Isopropyl Alcohol had no ability to soften or remove the glue from the old parrot feathers. It is toxic when inhaled or ingested.
Nail polish remover is primarily acetone. It had no ability to soften or remove the glue from the old parrot feathers. I would never expose a living creature to acetone because it is toxic.
I have a neighbor named Elon. He shoots rockets up from what was my favorite beach. In a chance conversation, one of his employees mentioned that a product containing citrus oil and manufactured by 3M was great for removing sticky adhesive labels. The hazard label on the product says, “extremely flammable, no smoking, no sparks, do not breathe vapors, wear protective gloves, eye protection, remove contact lenses, use in well-ventilated places and at high temperatures the can might explode” – a product definitely not for my use. But I noticed that it was composed of 80% of a proprietary (secret) citrus extract. The other 20% was propane gas (probably why it explodes).
Then, strictly by coincidence, passing the fragrances counter at Walmart, I noticed spray cans of Pure Citrus Orange Air Freshener, 4oz. Orange Scented Non-Aerosol Air Freshener @ $4 .88/4 oz can. The label said 100% natural oils extracted from fresh oranges. It mentioned that it was great for spraying in and around your cat’s litter box. However, it did note that it was not animal-tested. Perhaps they just meant that it was eco-friendly, and no rabbits were sacrificed. It seemed to me that it might be a good candidate. I sprayed it on the very sticky parrot feathers and presto, 3 minutes later the now non-sticky glue wiped right off.
The next day the SpaceX guy, the one you see with the toothbrush wiped off the sticky feather areas on the owl.
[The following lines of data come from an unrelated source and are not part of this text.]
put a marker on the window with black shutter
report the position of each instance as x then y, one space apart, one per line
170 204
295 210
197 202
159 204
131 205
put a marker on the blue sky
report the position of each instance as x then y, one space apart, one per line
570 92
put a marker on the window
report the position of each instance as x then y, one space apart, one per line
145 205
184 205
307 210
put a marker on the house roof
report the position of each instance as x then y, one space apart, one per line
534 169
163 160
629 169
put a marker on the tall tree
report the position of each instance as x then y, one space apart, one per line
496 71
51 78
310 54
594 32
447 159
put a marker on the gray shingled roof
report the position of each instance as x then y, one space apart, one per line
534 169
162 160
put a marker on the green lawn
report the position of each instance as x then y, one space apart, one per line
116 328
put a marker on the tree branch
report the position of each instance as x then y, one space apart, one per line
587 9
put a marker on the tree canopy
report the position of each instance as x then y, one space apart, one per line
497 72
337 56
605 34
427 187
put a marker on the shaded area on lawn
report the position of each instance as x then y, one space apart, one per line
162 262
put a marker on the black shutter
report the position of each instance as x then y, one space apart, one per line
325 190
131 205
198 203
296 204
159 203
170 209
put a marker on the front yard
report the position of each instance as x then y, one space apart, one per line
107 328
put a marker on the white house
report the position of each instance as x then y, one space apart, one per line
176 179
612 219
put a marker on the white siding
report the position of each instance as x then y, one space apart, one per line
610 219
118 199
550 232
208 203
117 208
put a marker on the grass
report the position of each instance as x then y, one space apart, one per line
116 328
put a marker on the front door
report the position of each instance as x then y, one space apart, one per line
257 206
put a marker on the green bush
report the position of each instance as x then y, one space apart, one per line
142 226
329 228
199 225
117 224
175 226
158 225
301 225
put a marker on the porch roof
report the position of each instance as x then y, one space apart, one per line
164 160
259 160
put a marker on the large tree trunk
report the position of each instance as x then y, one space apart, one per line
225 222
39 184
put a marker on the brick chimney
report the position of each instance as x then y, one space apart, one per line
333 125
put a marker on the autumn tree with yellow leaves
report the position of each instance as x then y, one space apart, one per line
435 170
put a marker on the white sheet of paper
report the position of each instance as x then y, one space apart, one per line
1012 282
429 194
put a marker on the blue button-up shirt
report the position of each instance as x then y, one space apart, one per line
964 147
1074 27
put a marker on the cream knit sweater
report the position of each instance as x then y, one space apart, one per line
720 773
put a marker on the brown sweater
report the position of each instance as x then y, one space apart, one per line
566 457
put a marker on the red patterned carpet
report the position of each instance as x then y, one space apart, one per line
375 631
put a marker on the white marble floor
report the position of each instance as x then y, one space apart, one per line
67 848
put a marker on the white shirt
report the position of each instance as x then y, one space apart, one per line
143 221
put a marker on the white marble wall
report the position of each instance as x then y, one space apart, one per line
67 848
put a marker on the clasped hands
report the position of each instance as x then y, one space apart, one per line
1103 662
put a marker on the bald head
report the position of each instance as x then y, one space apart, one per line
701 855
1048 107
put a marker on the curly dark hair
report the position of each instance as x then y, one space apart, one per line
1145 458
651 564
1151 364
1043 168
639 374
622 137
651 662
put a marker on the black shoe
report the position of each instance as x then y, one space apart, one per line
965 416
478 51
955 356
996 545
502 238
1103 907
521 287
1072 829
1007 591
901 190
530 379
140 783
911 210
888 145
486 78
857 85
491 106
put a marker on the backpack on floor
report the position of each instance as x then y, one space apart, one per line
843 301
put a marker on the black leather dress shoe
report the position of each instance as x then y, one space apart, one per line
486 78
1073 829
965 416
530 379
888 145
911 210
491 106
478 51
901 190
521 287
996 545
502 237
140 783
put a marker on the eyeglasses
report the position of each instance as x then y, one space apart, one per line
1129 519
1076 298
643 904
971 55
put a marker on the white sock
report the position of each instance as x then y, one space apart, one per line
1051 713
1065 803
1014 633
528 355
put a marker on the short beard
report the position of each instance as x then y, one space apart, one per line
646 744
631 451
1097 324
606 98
It’s my hands just holding an consoling the owl. We were careful to hold the spay nozzle close to the feathers, not press too hard on the nozzle and apply the liquid to the feathers not the skin. Then a quick rinse with diluted Dawn™, a warm tap water rinse, some paper towel pat downs and a blow dry. It is quite easy to overheat skin using a human blow-dryer. Your hand needs to be directly in the airflow so that you feel the heat when it is too hot. The animal blow driers that groomers use rely more on volume than temperature to dry pets.
Just because a product claims to be all-natural doesn’t necessarily mean that it is non-toxic. There are many natural toxins. Animals and plants often contain them to discourage being eaten. Such is the case with some essential oils. D-limonene, another extract of citrus peels, has been known to be toxic, particularly in cats. (read here) Essential oils smell nice. Many folks puff them around their house or introduce their aroma with vapor diffusers. Oils have the ability to be absorbed through the skin and reach the bloodstream eventually reaching the liver and kidneys sometimes producing damage. That is particularly true in cats – probably because they are deficient in liver glucuronosyltranferase enzymes. (read here) How essential oils affect birds is unknown, but with their large air sac absorption area it is likely that these products would be highly absorbed as they breathe. If you utilize them with birds, I suggest that you do so in a very windy environment or in front of a fan and never on an animal already in respiratory distress. Anyone with asthma or other breathing difficulties should stay away from these products because they can be quite inflammatory to the lungs.
Three days ago, I gave the owl a large supper at sunset, left its flight cage door ajar, and in the morning it was gone. Last night and the night before, I refilled its food and water bowls. Most of the screech owls and barn owls that my wife and I raise from babies come back for a time after release. This one didn’t. I wish it well.